Perciò le continue proteste, gli assalti, le manifestazioni, i tentativi di scavalcarlo, i murales, talora bellissimi, i manifesti appiccicati sopra mi sembrano anche una lotta contro l’identità come modo d’essere.

L’impressione che io ho avuto nel mio incontro, certo limitato, con i palestinesi non è tanto quella di un’identità contro un’altra, quanto dell’affermazione di un diritto a vivere in quella terra, contro la negazione di quel diritto non solo e non tanto diritto giuridico, sancito dal diritto internazionale, ma rivendicazione di un bisogno elementare e profondo della condizione umana e, direi, di ogni vivente: quello di avere delle radici, una storia, un passato su cui edificare un futuro.

Nel campo di Aida, vicino a Betlemme, sul portale d’ingresso c’è una grande chiave, segno di questo bisogno e  desiderio. Il bisogno/desiderio – più che un diritto sancito – di tornare alla terra natale, alla terra storica, alla propria casa, nel sentimento prima che nella consapevolezza che senza un’origine non si può avere un futuro. Nei campi di rifugiati, che sono appunto il non luogo dello sradicamento, lo si vede, lo si sente con la forza che hanno i corpi, gli sguardi, le cose. La Palestina come nazione, come Stato, viene dopo per ovvia e ormai necessaria contrapposizione speculare con lo Stato d’Israele, ma a me non pare il cuore della lunghissima resistenza palestinese.
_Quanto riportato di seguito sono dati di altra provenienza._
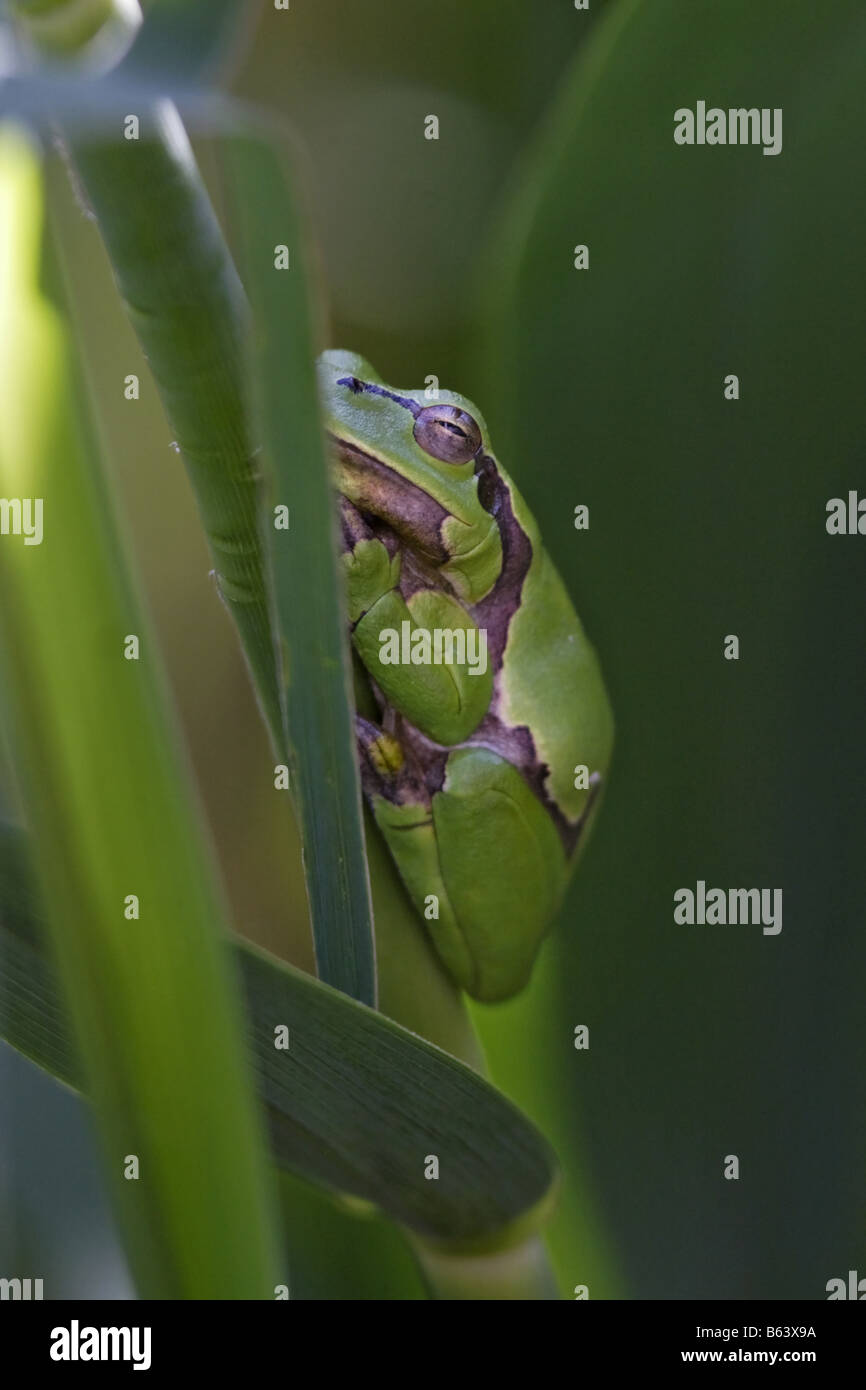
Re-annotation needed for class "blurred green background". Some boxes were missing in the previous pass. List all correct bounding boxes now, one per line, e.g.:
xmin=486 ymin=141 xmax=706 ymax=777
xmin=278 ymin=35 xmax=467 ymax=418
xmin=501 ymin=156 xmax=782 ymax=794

Lo sradicamento riguarda ormai una parte grandissima e crescente di esseri umani in fuga da terre rese inospitali e pericolose. E crescono i muri. Quello fra Messico e stati Uniti. Quello ai confini dell’enclave spagnola di Ceuta. Il muro liquido del mediterraneo fra la Libia e la Sicilia, dentro cui sono sepolti a migliaia.

Ma riguarda anche gli stanziali, non solo nei paesi impoveriti, devastati da guerre e secolari sfruttamenti, ma anche noi, gli “occidentali”, veniamo, più lentamente, sradicati nei nostri stessi luoghi e con la nostra tranquilla  collaborazione.
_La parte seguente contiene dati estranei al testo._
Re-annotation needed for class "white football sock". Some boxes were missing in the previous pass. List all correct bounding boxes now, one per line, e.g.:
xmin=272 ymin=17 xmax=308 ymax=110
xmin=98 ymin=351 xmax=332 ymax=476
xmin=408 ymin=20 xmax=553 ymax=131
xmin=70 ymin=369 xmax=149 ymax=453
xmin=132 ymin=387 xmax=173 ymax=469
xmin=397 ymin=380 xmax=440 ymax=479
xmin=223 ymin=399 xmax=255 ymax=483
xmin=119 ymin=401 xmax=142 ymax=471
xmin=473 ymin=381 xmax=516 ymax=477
Lo sradicamento è proprio di una civiltà che ha fatto del denaro la misura della vita – una misura astratta,  quantitativa, per se stessa radicalmente sradicante, più di ogni invasione:

“Il denaro distrugge le radici ovunque penetri, rimpiazzando ogni desiderio con il desiderio di guadagno. Vince senza fatica sugli altri desideri perché richiede un impegno di tutta la persona molto meno grande. Niente è così chiaro e semplice quanto un numero”. (Simone Weil, L’enracinement, Gallimard 1949, trad. mia).

Lo sradicamento riguarda oggi l’intera umanità, che si sta sradicando dalla radice comune, la terra o, più precisamente, il sistema terrestre, fonte e dimora della vita. E’ anche questo movimento storico verso uno sradicamento generale della condizione umana che provoca dei tentativi paranoici di radicamento, come quelli cosiddetti fondamentalisti, il ritorno violento e schematico d’immaginari religiosi estremizzati, come quelli islamici, quelli cristiani di matrice protestante negli stati Uniti, assurti sotto il secondo Bush alla presidenza, quello sionista, nato laico e divenuto sempre più confessionale.

In tal senso, quello che avviene in terra di Palestina è emblematico di una deriva generale della condizione umana, che nulla sembra in grado di arrestare. Anche per questo la capacità di vivere creativamente, persino gioiosamente e non solo di sopravvivere che abbiamo visto nei palestinesi è un messaggio per tutti noi.

Strano: la mia sensazione, dopo questo viaggio, è che loro aiutino noi più di quanto noi aiutiamo loro.